Tuesday, October 13, 2009

Living, Rajamundry style

Last Thursday we traveled to Rajamundry, Krishnayya's home town and river-side ancient wonder of the East Godavari District. We had a ball being fed by Krishnayya's brother, and listening to Krishnayya say, "Hey, man, this is my place." Years of associating with American college students have certainly left their mark. He took us to see shop-owner friends who gave us great deals on coral, silver, and cloth. We also got to experience the most amazing fried street food and Artos - the first soda brand in Andhra Pradesh, only found in East Godavari, and Krishnayya's personal favorite.

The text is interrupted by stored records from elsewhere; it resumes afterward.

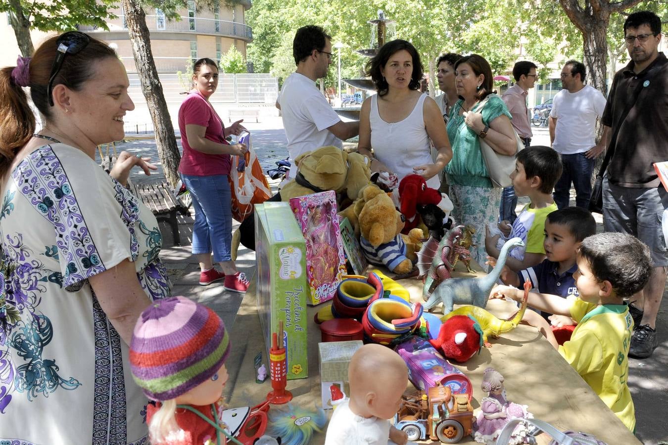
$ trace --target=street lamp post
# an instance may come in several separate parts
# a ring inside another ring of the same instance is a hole
[[[339,101],[341,101],[341,49],[343,48],[345,45],[341,42],[337,42],[334,44],[334,47],[339,50]]]

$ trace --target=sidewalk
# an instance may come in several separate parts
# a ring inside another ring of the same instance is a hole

The next day was a long odyssey of a car trip filled with 12th century temples, goddess temples, the actual Artos factory, coconut harvests, our driver's home village, and a shrine to a modern-day saint who, starting at the age of nine, locked himself up in a room and did not eat or sleep, but meditated nonstop. He would unlock the door once a year and meet and greet his devotees. Apparently word gets out when you lock yourself up in a room, and devotees naturally follow. The trip out ended with the Bay of Bengal where we spent a few minutes wading around before getting back in the car for the bumpy, lumpy, tossy, turvy, looooong ride home.

That is Lalita and Lova, our hired help/friends pictured that came with us for the trip. They're standing on the first bridge/dam built on the Godavari by Sir Arthur Cotton during colonial days. He is revered as something of a demigod around this parts. There are statues everywhere. Apparently he foretold that it would last for 100 years and then it would fail. And it did. 112 years almost to the day. Big flood, big mayhem, and god-like status conferred.

Rajamundry kaja. Persians brought baklava over, it mixed with Indian culture, and this flaky, crunchy, drippy perfect pastry is the result.

Artos bottling factory. Their flagship flavor tastes a lot like cream soda.

Saturday we spent traipsing around Rajamundry proper looking at an archaeology museum, a stone-cutting shop that makes icons, and the cloth district. Yes, please.

Sunday we arrived at the river at 5:30 in the morning for our boat trip. All of the other passengers showed up at 6:30. We spent a lazy, cool morning watching the scenery float past and visiting several riverside temples. Breakfast and lunch were served onboard. Curious to see how they cooked on the ship, Viiraju wandered to the kitchen and discovered an innovative, if ill-advised, method of heating water. Namely, hauling up buckets of (brown) river water, running it through the engine to "sterilize" and heat it up, and then cooking with it. Hmmm...I wonder why I'm feeling a bit off color today....

The afternoon got a bit more exciting when we were asked by the captain to hide below deck until we passed a certain village. Apparently they have a new law out that says that any foreigner traveling through the area is charged Rs. 400. How that's legitimate I do not know. The police spotted two of us, but Rs. 800 is a sight better than the 3600 we should have been charged. The trip was very enjoyable over all, but loooong. And having to choose between sitting on uneven wooden plank benches on the main level or corregated metal on the top gets old after 13 hours on a boat.